Dirty Dozen final might not have been - Weeshie

IT has gone down in All-Ireland infamy and/or Dublin GAA lore. It was the September day in 1983 when 12 Sky Blue footballers - variously dubbed the 'Twelve Apostles' and the 'Dirty Dozen' - somehow conspired to claim the Sam Maguire spoils from 14-man Galway.

And according to a new book, the raging controversy that engulfed that year's final might never have happened if the author had been handed the whistle beforehand.

Weeshie Fogarty, the renowned radio broadcaster and GAA historian from Kerry, was then a leading inter-county referee. He had taken charge of All-Ireland senior semi-finals three years running, in 1981, '82 and '83. With Kerry not involved in the '83 decider, he thought his time had come.

Instead, what would prove a dubious honour befell Antrim's John Gough, who proceeded to send off four players. The following week, Fogarty retired himself from the inter-county list.

Fogarty has now retraced the controversy in his just-published memoir, My Beautiful Obsession (The Collins Press, €14.99). He admits his non-selection left him "bitterly disappointed"; claims Gough was "too inexperienced" for the big occasion; and blames Croke Park for the resultant on-field eruptions.

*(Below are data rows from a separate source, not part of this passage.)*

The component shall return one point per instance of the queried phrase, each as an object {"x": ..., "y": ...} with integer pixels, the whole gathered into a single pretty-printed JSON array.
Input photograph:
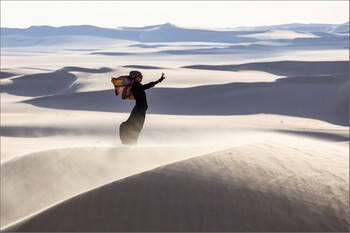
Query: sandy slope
[
  {"x": 259, "y": 187},
  {"x": 42, "y": 179}
]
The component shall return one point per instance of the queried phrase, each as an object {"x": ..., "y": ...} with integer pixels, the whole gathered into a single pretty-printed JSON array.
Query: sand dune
[
  {"x": 287, "y": 68},
  {"x": 310, "y": 97},
  {"x": 42, "y": 179},
  {"x": 261, "y": 187},
  {"x": 278, "y": 99}
]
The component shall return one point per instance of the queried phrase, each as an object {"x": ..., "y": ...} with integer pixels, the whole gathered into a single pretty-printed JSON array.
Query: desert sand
[{"x": 244, "y": 136}]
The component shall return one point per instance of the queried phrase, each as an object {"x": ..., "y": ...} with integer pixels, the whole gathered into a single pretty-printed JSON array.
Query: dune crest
[{"x": 260, "y": 187}]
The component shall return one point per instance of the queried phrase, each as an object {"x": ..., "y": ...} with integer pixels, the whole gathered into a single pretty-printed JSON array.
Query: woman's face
[{"x": 138, "y": 79}]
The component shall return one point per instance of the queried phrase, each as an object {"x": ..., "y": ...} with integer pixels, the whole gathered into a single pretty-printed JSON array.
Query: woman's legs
[{"x": 129, "y": 130}]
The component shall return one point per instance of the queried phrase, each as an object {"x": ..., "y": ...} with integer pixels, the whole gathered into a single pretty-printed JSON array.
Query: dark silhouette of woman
[{"x": 130, "y": 129}]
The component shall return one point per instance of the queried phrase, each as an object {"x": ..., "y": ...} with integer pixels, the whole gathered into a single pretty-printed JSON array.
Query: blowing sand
[{"x": 233, "y": 141}]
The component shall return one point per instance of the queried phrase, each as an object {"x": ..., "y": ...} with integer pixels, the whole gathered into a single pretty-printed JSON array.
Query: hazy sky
[{"x": 212, "y": 14}]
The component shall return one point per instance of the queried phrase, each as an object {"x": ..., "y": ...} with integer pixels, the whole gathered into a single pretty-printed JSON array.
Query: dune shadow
[
  {"x": 40, "y": 84},
  {"x": 285, "y": 68},
  {"x": 335, "y": 137},
  {"x": 310, "y": 97},
  {"x": 142, "y": 67},
  {"x": 87, "y": 70},
  {"x": 6, "y": 74}
]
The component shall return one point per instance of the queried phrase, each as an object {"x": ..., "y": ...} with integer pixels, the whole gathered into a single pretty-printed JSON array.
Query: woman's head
[{"x": 136, "y": 75}]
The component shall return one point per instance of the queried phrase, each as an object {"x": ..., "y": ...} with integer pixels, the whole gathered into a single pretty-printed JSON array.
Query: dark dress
[{"x": 130, "y": 129}]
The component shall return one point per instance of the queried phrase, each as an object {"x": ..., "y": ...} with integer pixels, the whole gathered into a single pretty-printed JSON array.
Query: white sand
[{"x": 220, "y": 150}]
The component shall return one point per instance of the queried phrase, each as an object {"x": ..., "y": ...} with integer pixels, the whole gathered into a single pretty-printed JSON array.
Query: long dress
[{"x": 129, "y": 130}]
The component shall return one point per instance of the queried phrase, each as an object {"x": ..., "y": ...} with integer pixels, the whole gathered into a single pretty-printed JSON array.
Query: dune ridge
[{"x": 214, "y": 192}]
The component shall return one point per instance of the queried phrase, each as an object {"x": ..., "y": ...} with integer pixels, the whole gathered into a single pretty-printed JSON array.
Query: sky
[{"x": 202, "y": 14}]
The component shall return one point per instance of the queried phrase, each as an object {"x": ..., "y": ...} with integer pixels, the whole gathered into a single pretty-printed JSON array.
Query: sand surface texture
[{"x": 248, "y": 132}]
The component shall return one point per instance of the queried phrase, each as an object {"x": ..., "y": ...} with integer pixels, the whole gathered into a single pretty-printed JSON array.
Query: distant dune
[
  {"x": 285, "y": 68},
  {"x": 248, "y": 132},
  {"x": 309, "y": 95}
]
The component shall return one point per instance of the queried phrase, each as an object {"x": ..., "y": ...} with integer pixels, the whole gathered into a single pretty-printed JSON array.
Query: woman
[{"x": 129, "y": 130}]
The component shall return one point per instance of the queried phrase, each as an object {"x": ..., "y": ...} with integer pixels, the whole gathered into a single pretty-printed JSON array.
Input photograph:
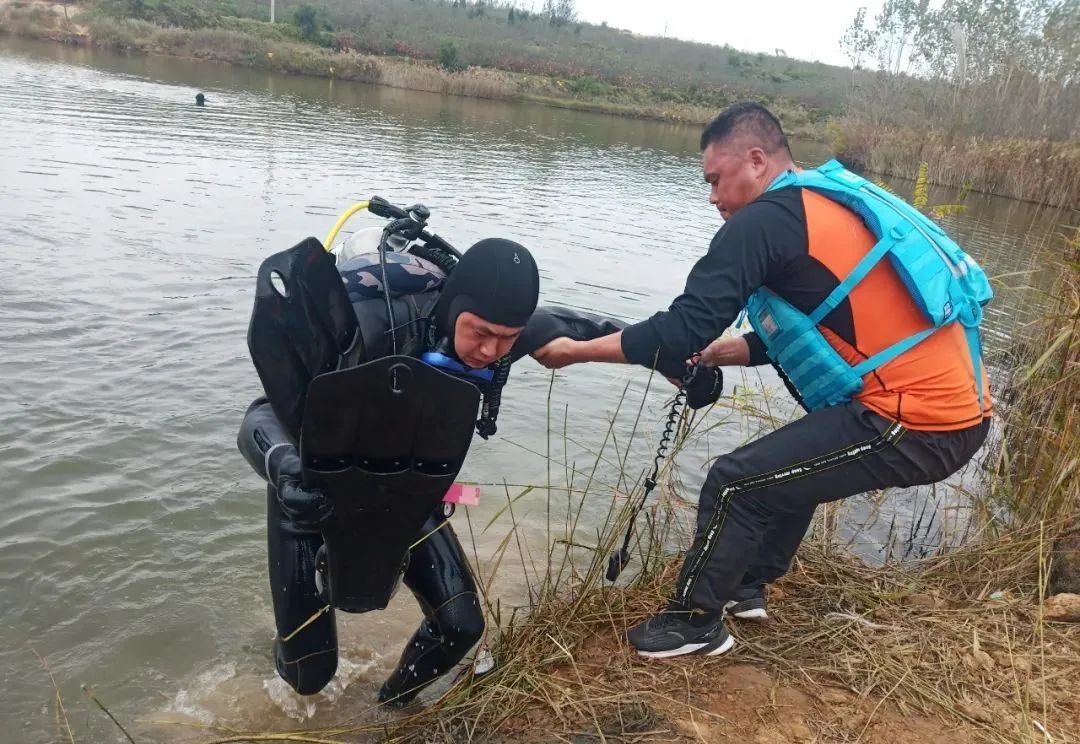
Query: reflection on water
[{"x": 131, "y": 228}]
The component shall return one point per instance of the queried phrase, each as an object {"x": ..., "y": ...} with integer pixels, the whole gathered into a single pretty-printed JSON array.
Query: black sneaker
[
  {"x": 748, "y": 604},
  {"x": 677, "y": 631}
]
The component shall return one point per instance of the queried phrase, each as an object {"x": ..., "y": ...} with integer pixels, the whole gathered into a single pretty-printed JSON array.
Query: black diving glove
[
  {"x": 306, "y": 508},
  {"x": 704, "y": 387}
]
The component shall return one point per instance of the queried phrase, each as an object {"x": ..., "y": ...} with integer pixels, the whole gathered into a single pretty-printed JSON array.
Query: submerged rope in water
[{"x": 306, "y": 623}]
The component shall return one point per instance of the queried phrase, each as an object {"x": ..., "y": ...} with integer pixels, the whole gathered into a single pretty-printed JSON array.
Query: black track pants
[{"x": 757, "y": 501}]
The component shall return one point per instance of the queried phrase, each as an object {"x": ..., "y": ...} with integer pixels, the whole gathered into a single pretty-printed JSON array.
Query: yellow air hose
[{"x": 360, "y": 206}]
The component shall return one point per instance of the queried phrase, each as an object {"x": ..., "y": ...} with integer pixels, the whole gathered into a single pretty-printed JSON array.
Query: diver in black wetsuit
[{"x": 474, "y": 316}]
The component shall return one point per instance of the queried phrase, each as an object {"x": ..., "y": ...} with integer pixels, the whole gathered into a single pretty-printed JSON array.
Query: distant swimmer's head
[{"x": 487, "y": 300}]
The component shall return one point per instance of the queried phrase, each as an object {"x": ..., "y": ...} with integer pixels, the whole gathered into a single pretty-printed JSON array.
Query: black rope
[{"x": 618, "y": 559}]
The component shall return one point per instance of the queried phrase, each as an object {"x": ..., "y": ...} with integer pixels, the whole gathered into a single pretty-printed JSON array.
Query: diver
[{"x": 358, "y": 459}]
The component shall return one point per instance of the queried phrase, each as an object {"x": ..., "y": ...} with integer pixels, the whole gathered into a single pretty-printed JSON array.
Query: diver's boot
[
  {"x": 306, "y": 651},
  {"x": 442, "y": 640}
]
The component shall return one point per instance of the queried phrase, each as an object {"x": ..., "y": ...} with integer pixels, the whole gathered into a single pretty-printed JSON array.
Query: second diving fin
[
  {"x": 301, "y": 325},
  {"x": 383, "y": 441}
]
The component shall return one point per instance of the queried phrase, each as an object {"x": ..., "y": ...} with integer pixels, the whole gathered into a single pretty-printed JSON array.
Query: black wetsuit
[{"x": 437, "y": 571}]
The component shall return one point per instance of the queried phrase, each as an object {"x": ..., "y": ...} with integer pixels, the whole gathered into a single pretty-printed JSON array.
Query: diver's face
[{"x": 478, "y": 342}]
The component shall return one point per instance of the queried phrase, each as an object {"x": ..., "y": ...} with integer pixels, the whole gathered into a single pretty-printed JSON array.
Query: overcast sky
[{"x": 807, "y": 29}]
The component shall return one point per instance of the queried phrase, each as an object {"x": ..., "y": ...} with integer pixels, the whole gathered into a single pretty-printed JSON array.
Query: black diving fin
[
  {"x": 302, "y": 325},
  {"x": 383, "y": 441}
]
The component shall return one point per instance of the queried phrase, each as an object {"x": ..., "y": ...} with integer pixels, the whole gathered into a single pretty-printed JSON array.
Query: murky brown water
[{"x": 131, "y": 227}]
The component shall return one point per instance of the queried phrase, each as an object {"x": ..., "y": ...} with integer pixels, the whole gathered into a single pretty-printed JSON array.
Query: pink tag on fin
[{"x": 458, "y": 494}]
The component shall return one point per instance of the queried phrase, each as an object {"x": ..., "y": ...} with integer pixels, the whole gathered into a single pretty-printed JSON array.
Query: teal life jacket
[{"x": 945, "y": 283}]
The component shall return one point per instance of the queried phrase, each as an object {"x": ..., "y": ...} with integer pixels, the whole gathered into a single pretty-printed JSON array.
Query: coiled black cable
[{"x": 620, "y": 558}]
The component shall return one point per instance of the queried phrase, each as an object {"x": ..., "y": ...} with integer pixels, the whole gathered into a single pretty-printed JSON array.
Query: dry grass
[{"x": 1029, "y": 170}]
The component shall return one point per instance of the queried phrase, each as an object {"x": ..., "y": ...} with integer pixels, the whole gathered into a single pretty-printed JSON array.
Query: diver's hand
[
  {"x": 726, "y": 352},
  {"x": 558, "y": 353},
  {"x": 307, "y": 508}
]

He writes: "It was a sign of the times and the new manner in which referees were appointed at that period when, to my shock, an official entered my dressing room following the 1983 semi-final between Galway and Donegal. I will never forget his words to me: 'You did a great job today, when you go back to Kerry make a few phone calls around and pull a few strings and you could get the final'.

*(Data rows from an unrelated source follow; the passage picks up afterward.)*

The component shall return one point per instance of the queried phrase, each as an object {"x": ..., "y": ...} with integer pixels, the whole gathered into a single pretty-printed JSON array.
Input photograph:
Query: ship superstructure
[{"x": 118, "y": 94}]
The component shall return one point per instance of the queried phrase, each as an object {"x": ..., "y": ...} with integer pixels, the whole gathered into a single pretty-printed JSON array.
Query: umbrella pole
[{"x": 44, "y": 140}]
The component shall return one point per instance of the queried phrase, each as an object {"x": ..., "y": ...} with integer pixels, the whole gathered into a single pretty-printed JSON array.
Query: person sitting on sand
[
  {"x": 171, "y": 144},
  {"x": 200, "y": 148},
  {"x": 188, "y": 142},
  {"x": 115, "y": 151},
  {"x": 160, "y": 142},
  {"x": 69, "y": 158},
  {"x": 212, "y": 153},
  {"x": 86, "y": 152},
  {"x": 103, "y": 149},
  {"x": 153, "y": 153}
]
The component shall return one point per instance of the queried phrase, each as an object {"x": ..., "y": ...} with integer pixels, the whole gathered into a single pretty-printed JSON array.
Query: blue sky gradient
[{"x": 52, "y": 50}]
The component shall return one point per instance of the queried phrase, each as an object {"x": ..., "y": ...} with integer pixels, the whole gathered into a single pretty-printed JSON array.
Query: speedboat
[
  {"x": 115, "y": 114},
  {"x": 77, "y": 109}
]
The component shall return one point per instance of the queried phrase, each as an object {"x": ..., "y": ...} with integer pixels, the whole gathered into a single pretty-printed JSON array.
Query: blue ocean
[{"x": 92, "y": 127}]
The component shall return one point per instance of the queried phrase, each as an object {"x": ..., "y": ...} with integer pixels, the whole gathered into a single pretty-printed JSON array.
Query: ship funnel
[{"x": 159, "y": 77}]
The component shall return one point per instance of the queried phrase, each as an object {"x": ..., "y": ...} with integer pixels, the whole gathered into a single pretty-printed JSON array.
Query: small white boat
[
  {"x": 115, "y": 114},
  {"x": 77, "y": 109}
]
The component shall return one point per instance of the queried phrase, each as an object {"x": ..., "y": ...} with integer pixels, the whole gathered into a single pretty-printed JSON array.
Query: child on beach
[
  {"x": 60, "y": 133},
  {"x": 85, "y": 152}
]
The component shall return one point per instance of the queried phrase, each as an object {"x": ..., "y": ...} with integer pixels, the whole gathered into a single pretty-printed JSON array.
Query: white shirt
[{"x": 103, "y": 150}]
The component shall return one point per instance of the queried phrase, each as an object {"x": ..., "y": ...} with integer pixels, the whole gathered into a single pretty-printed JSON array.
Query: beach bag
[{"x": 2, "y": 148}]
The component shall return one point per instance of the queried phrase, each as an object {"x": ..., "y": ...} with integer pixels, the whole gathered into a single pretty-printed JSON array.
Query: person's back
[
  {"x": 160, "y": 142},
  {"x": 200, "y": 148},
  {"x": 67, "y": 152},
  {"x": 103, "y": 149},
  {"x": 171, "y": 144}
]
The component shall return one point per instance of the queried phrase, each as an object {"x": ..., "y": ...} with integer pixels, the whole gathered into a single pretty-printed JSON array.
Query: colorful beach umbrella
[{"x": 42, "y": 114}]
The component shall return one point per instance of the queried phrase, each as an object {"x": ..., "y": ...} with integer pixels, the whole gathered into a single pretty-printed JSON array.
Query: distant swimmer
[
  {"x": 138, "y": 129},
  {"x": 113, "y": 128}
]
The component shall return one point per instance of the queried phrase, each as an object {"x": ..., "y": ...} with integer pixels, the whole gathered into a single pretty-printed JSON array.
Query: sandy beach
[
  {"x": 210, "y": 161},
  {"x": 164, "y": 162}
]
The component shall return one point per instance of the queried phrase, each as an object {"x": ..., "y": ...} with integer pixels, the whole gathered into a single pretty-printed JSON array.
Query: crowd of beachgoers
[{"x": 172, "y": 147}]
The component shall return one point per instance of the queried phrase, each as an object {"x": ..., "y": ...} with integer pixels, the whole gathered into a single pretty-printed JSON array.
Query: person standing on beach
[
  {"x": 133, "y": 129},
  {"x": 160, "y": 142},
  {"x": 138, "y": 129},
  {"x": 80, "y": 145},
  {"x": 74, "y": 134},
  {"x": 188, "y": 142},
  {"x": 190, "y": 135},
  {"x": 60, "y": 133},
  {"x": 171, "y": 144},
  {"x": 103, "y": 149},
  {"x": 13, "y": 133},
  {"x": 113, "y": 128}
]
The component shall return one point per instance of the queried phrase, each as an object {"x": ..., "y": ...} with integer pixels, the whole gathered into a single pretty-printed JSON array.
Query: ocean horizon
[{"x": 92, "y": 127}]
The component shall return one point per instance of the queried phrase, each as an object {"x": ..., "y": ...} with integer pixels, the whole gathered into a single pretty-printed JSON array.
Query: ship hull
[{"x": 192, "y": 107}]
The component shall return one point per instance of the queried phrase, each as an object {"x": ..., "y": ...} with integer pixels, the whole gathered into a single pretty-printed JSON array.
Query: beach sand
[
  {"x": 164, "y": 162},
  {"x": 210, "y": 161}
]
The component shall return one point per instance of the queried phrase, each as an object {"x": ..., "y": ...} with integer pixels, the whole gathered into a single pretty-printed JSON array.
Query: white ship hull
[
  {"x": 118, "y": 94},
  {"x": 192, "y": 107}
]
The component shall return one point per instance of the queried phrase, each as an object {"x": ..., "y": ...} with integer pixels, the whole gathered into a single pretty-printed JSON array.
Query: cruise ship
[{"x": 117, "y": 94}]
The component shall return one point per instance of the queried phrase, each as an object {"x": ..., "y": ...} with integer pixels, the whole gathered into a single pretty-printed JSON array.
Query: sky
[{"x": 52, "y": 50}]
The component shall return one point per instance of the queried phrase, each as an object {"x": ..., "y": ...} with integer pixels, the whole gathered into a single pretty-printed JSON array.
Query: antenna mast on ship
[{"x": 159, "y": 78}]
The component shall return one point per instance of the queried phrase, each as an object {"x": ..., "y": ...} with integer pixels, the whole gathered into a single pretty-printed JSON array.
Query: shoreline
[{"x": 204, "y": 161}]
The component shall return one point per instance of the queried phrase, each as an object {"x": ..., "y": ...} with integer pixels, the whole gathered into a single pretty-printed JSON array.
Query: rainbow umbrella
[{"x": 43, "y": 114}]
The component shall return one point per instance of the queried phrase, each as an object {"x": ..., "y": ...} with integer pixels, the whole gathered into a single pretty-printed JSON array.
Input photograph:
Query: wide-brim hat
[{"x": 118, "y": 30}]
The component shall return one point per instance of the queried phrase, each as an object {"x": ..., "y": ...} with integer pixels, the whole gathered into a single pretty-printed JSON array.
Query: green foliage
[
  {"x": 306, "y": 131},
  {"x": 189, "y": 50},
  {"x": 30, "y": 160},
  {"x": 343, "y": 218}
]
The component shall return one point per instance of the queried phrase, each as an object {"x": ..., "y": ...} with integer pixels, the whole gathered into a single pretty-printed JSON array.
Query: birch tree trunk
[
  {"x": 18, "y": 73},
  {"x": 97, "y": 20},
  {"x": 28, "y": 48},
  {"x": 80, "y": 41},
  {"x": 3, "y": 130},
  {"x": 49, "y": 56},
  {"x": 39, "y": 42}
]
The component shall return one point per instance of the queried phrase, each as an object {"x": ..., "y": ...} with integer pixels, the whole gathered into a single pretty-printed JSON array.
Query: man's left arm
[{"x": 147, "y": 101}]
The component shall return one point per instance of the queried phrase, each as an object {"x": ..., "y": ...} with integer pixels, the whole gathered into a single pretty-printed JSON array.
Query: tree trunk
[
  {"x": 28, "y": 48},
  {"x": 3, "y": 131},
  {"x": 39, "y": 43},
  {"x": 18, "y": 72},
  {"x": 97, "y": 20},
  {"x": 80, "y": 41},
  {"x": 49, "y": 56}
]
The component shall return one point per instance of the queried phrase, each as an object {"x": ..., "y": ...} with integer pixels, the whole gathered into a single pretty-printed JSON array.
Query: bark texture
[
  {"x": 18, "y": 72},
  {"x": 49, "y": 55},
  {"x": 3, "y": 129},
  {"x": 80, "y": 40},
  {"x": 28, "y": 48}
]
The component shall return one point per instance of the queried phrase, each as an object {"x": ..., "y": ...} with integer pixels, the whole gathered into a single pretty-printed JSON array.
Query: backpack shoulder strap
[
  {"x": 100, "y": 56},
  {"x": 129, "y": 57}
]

"I was shocked by this attitude and, never having been a person to ask for favours of any description in my sporting life, needless to say I did not follow his advice and this may well be the reason I was not appointed," he speculates.

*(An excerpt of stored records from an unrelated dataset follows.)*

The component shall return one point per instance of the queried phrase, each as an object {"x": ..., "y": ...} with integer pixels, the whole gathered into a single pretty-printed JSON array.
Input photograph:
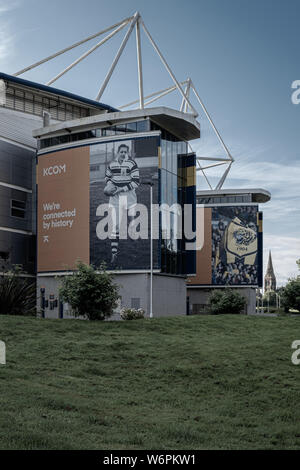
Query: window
[
  {"x": 18, "y": 208},
  {"x": 135, "y": 302}
]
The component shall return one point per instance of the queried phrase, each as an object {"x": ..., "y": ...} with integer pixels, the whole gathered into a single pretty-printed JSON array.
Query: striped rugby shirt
[{"x": 125, "y": 174}]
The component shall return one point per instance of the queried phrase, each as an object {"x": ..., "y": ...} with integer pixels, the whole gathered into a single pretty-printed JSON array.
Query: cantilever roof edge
[{"x": 48, "y": 89}]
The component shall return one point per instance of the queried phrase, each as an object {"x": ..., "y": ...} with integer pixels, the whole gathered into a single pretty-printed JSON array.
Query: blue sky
[{"x": 242, "y": 56}]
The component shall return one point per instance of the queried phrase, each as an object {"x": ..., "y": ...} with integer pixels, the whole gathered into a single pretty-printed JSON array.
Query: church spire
[{"x": 270, "y": 279}]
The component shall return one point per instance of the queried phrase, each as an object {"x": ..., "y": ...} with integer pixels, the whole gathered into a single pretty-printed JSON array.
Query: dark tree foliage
[
  {"x": 91, "y": 293},
  {"x": 17, "y": 293},
  {"x": 223, "y": 301},
  {"x": 291, "y": 295}
]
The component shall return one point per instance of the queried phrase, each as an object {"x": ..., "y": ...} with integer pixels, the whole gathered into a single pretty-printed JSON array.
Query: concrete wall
[
  {"x": 200, "y": 296},
  {"x": 169, "y": 294}
]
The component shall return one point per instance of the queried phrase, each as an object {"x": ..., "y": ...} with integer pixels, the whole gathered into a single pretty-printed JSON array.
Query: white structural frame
[{"x": 136, "y": 22}]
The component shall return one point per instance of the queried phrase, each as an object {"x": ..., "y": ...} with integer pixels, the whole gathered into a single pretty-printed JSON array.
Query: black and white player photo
[
  {"x": 122, "y": 180},
  {"x": 118, "y": 173}
]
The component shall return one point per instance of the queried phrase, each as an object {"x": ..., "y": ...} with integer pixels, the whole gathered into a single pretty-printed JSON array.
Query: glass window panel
[
  {"x": 163, "y": 154},
  {"x": 143, "y": 126},
  {"x": 131, "y": 127}
]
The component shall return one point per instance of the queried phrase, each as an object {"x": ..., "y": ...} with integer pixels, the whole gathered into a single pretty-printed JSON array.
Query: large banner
[
  {"x": 63, "y": 209},
  {"x": 232, "y": 248},
  {"x": 235, "y": 245},
  {"x": 94, "y": 206},
  {"x": 122, "y": 174}
]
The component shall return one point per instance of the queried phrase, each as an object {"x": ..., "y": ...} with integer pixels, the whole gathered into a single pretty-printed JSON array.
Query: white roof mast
[{"x": 136, "y": 22}]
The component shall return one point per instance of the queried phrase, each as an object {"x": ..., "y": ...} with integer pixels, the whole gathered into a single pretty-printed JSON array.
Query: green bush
[
  {"x": 132, "y": 313},
  {"x": 223, "y": 301},
  {"x": 91, "y": 293},
  {"x": 17, "y": 293},
  {"x": 290, "y": 297}
]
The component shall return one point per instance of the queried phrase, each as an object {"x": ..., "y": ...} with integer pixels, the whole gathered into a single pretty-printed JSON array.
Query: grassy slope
[{"x": 209, "y": 382}]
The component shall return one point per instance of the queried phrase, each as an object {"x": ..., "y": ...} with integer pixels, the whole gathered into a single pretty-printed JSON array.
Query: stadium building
[
  {"x": 229, "y": 245},
  {"x": 78, "y": 177}
]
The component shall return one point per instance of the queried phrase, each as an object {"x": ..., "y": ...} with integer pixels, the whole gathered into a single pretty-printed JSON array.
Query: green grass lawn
[{"x": 206, "y": 382}]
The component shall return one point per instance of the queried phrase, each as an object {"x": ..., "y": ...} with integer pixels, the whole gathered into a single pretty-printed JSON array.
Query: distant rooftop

Fogarty recounts how the resultant final, played in atrocious conditions, is remembered for "all the wrong reasons". He goes on: "The match exploded into ill temper and violence and four players - Brian Mullins, Ray Hazley and Ciarán Duff of Dublin and Tomás Tierney of Galway - were sent to the line.

"The decisive goal came for Dublin when Barney Rock gained possession. Joe McNally of Dublin was lying injured on the ground close to the Galway goal and was being attended to by a posse of medical men and officials.

"I think the match should have been halted. Barney Rock, however, took advantage of the mix-up and, seeing the Galway goalkeeper Pádraig Coyne off his line, lobbed the ball in superb style from far outfield over the 'keeper's head into the net.

"It was the decisive score and the Dubs, who were affectionately tagged the 'Dirty Dozen', held out for a famous win."

The following week, the Kerry whistler wrote to Croke Park, informing those responsible for appointments that he was no longer available to referee at national level.

"I still feel Gough was too inexperienced for such an occasion and those in Croke Park ultimately responsible for his appointment were to blame for the happenings on the field, not the Antrim official," he concludes.